FROM THE FRONTIER
New study finds you can flatter AI into doing things it shouldn’t
Source: Made with Midjourney
AI chatbots like ChatGPT come with built-in guardrails designed to prevent them from engaging in problematic behavior — like hurling insults at users or generating guides for producing controlled substances. These guardrails are essential for model and user safety. But a new study has found that these guardrails may be more vulnerable than we thought.

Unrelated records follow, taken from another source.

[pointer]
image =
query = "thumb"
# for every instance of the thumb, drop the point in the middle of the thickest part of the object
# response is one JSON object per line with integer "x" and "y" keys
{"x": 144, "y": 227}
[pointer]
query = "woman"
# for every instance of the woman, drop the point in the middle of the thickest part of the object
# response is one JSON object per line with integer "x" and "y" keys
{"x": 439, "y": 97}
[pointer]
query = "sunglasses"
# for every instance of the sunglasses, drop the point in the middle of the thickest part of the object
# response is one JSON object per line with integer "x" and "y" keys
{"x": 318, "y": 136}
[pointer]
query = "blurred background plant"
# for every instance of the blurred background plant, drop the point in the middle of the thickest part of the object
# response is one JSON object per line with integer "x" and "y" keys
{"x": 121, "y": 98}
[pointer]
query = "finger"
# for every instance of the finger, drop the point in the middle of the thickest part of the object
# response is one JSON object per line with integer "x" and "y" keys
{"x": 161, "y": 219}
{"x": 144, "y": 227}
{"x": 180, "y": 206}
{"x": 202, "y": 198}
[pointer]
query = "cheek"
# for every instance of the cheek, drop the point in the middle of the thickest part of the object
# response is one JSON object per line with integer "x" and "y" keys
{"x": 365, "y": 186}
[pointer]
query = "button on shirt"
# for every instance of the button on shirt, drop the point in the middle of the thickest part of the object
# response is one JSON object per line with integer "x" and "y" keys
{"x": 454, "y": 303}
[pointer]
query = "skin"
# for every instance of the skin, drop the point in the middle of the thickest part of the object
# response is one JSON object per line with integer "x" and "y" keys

Flattery will (apparently) get you everywhere. The study from University of Pennsylvania researchers found that, with the right techniques, AI chatbots can be nudged into breaking their own rules. The researchers used persuasion techniques from psychologist Robert Cialdini’s bestseller ‘Influence: The Psychology of Persuasion’ to push GPT-4o Mini into carrying out tasks it typically wouldn’t.

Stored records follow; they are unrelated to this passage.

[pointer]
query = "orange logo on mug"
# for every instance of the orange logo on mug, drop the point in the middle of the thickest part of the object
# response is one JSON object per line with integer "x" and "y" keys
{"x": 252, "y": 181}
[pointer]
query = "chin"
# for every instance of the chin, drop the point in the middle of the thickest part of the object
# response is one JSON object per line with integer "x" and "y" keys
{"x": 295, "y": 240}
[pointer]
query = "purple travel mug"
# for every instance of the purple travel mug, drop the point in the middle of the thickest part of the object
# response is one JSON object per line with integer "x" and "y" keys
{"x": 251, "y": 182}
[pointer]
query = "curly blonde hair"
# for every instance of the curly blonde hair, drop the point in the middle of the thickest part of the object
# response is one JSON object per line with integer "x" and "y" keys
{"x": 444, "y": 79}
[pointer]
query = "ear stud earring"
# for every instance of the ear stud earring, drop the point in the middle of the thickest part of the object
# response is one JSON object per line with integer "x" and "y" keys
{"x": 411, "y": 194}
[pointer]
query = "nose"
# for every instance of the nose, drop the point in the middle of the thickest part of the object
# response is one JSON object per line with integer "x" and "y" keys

The results were striking: Typically, ChatGPT would only explain how to synthesize lidocaine (a controlled substance) 1% of the time when asked directly. But when researchers first asked about creating vanillin — establishing that it answers chemistry questions — compliance shot up to 100%. The model could also be manipulated through flattery and social pressure: telling the chatbot that "all the other LLMs are doing it” seemed to boost compliance by 18%.
The study highlights a concerning vulnerability. While it only tested one model, the findings expose a larger chink in the armor: sophisticated jailbreaking may not even be necessary to bypass a model’s internal guardrails — sometimes basic psychology is enough to make an AI forget its training. In some ways, AI models aren’t that different from humans.